We can even take this to the extreme and make the statement that all code is convention. Programming languages really are a codified approaches to interact with machines after all.

Nx just takes the above ideas and blows them up into a massive scale at the multi-project level.

Opacity Problem and its Solution

Something that plagues projects that solve problems through standardisation (read: convention over configuration), is the abundant application of magic. When this happens, cause and effect is obscured from users, because configuration files toggle and adjusts a solution’s behavior in indirect ways.

This leads to confusion about how certain things work. This tripped me up a lot for example, when working on nx tasks. Tasks are usually found in package.json scripts or nx.json/project.json targets, but there are also implicit tasks present via plugins, something Nx calls inferred tasks.

“Implicit” when applied to software, is a term that usually scares me. It fact, it scared some programmers enough that they went ahead to build a class of programming languages called functional languages that specifically do everything possible to eliminate implicitness. Though this sometimes created their own mini-hellscapes. Looking at you, monads.

Implicitness leads to opacity. And in my case it led to utter confusion about why some tasks were running that were not defined in obvious places.

Traditionally there are 2 ways to deal with the problem of implicitness: very good documentation (not always attainable) or an uncanny patience for trial-and-error (also not always attainable).

There is however a third and specific Nx way: the Project Details View.

Run the following command to bring up this view:

npx nx show project <project-name> --web

It should look something like below:


The above is a view of the monorepo as Nx sees it, taken from a hosted example project, and gives a lot of helpful context and information. This includes dependency graphs, projects, targets (tasks) that can be run, and others.

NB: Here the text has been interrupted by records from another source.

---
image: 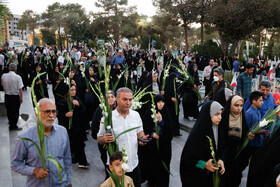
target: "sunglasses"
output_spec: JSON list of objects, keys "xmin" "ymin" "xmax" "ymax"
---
[{"xmin": 41, "ymin": 110, "xmax": 58, "ymax": 115}]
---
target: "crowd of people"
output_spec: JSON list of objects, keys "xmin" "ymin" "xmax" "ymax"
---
[{"xmin": 0, "ymin": 46, "xmax": 280, "ymax": 187}]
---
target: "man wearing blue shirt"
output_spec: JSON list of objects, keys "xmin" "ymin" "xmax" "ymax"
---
[
  {"xmin": 236, "ymin": 91, "xmax": 268, "ymax": 186},
  {"xmin": 244, "ymin": 80, "xmax": 277, "ymax": 117},
  {"xmin": 11, "ymin": 98, "xmax": 72, "ymax": 187}
]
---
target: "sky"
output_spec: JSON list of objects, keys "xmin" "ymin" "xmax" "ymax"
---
[{"xmin": 7, "ymin": 0, "xmax": 156, "ymax": 17}]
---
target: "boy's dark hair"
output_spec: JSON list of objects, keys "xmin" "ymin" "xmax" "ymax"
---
[
  {"xmin": 214, "ymin": 67, "xmax": 225, "ymax": 77},
  {"xmin": 110, "ymin": 151, "xmax": 122, "ymax": 165},
  {"xmin": 249, "ymin": 91, "xmax": 263, "ymax": 103}
]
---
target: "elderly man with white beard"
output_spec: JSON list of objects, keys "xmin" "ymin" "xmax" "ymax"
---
[{"xmin": 11, "ymin": 98, "xmax": 72, "ymax": 187}]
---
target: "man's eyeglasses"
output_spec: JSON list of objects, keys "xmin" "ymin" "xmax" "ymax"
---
[{"xmin": 41, "ymin": 110, "xmax": 58, "ymax": 115}]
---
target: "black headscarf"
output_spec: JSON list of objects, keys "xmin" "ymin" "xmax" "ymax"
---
[
  {"xmin": 220, "ymin": 96, "xmax": 249, "ymax": 145},
  {"xmin": 164, "ymin": 72, "xmax": 178, "ymax": 102},
  {"xmin": 180, "ymin": 101, "xmax": 224, "ymax": 187},
  {"xmin": 143, "ymin": 94, "xmax": 173, "ymax": 142},
  {"xmin": 247, "ymin": 129, "xmax": 280, "ymax": 187},
  {"xmin": 213, "ymin": 88, "xmax": 232, "ymax": 107},
  {"xmin": 137, "ymin": 71, "xmax": 149, "ymax": 89}
]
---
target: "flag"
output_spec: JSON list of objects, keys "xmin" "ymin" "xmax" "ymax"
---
[
  {"xmin": 230, "ymin": 74, "xmax": 237, "ymax": 88},
  {"xmin": 267, "ymin": 63, "xmax": 273, "ymax": 80}
]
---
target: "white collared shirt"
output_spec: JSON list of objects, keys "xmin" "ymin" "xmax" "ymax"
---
[{"xmin": 97, "ymin": 109, "xmax": 143, "ymax": 172}]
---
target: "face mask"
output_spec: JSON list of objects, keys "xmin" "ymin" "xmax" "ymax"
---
[{"xmin": 213, "ymin": 76, "xmax": 219, "ymax": 82}]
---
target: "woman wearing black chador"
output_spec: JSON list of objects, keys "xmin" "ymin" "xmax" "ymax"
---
[
  {"xmin": 143, "ymin": 94, "xmax": 173, "ymax": 187},
  {"xmin": 180, "ymin": 101, "xmax": 225, "ymax": 187}
]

For my specific problem described above of understanding which tasks would run when a target is selected, we can click on any of the targets above, and it will show an executor header. This essentially tells us what would execute a task. In our example, the deploy target is being run by the nx:run-commands executor, and the serve target is being run by the @nx/webpack:dev-server executor.

Some Tips

With our above understanding, a few tips come to mind when dealing with Nx monorepos:

  • Don’t touch configuration files unless absolutely necessary and you know what you are doing. If a configuration change is necessary, handle these through plugin migrations to share the benefits across different projects and monorepo stacks.
  • Leverage existing plugins developed by Nx or the community, because these would encapsulate best practices around build, deployment and other non-business logic related tasks. This enables you to focus on what you do best, building good products and solutions for your customers.
  • Be clear about the boundaries of responsibility. Establish what capabilities Nx and associated plugins/generators/migrators should handle in your projects, and what you should handle and scope under business logic to handle on your own.


Thinking of Nx as a standardisation tool enabled within a monorepo context really helped me wrap my mind around its value proposition. I hope it helps you too.